One of the most highly regarded German composers of the second half of the seventeenth century, Johann Rosenmüller’s music has been rarely performed since then. Following the practice of many northern composers of the period, he preferred to have his sacred music disseminated in manuscript. Fortunately a considerable number of those manuscripts have survived and we are pleased to feature Rosenmüller in this reconstruction of a vespers service as it would have been performed in Venice, the composer’s adopted home.

Born around 1619 in a small town near Zwickau in Saxony, Rosenmüller studied theology at the University of Leipzig and music with Tobias Michael, cantor of the Thomasschule. His quickly rose to the postion of assistant cantor by 1650. He was appointed organist at Nikolaikirche in 1651 and in 1653 he was promised the succession to the cantorate.

This promising career came to an abrupt halt in 1655 when, along with several of the St. Thomas schoolboys was accused of homosexuality for which he was jailed. While awaiting trial he managed to escape and eventually made his way to Venice where, in January of 1658 he was appointed as a trombonist in the orchestra of San Marco. He remained in Venice until 1682, when he was kappelmaister in Wolfenbüttel until he died in 1684. While in Venice, rosenmüller was active as a composer, both at San Marco and at the Ospedale della Pietà, where Vivaldi would be employed a few decades later.

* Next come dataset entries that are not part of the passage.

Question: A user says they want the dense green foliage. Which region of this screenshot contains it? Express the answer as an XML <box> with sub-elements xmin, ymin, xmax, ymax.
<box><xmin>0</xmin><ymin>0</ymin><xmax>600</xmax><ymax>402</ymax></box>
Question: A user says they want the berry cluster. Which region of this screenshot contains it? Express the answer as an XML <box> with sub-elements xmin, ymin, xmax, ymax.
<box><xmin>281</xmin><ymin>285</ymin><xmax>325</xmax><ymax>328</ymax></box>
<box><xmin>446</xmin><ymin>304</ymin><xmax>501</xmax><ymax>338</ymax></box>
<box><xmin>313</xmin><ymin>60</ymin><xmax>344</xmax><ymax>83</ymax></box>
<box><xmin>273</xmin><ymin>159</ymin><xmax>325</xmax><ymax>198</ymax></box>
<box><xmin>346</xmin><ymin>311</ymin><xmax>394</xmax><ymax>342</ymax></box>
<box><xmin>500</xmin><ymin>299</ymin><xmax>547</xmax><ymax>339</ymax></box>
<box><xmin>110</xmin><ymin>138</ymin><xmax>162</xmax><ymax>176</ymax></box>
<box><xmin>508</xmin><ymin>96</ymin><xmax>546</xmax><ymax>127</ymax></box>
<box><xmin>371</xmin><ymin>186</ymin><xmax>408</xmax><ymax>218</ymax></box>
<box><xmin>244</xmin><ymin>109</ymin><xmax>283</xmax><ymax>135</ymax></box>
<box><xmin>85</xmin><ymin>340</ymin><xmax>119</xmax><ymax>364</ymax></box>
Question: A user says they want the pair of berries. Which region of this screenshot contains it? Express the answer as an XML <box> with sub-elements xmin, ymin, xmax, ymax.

Almost all of Rosenmüller’s extant vocal music is sacred with a significant body of music for Vespers. While the psalms and Magnificat we will perform were no doubt written during Rosenmüller’s time in Venice, it has thus far proven impossible to date them with any accuracy or to associate them with any particular occasion or location. Stylistically the setting of Lauda Jerusalem would seem to be the earliest composition, and the key of the Nisi Dominus would suggest a relative later date. The Dixit Dominus and Magnificat settings are particular fine examples of the late Venetian concertato style, demonstrating a satisfying blend of Rosenm’ller's native Northern tast for intricate counterpoint and the bold harmonic language and clear tonal structures characteristic of the Italian masters.

Near the end of his life Rosenmüller published a collection of twelve sonatas from which our antiphon substitutes are drawn. A compendium of the stylistic and gestural possibilities of the mid seventeenth century ensemble sonata, the collection most likely contains works composed from various atges of Rosenmüller’s life. The collection was dedicated to the cousin of Duke Johann Friedrich of Brunswick-Lüneburg, who may have been responsible for the composers return to Germany.

Two composers that Rosenmüller would have worked closely with while in Venice are also represented on our program. Giovanni Rovetta assumed the post of maestro di cappella at San Marco on th death of Caludio Monteverdi in 1643 and remained in that position for the remainder of his life. During this period Pier Francesco Cavalli, though best known as a composer of stage works for the newly created public opera houses of Venice, was the organist at San Marco through the 1640s and 1650s, assuming the role of maestro di cappella when Rovetta died in 1664.

I am extremely grateful to Prof. Kerala Snyder for providing copies of the manuscripts for Dixit Dominus and Nisi Dominus and to Johan Tufveson for his excellent website, the source for the 1682 sonatas. Thanks also to Herb Myers and William Mahrt, the music libraries of UC Berkeley and Stanford, Nika Korniyenko, and Tchocky.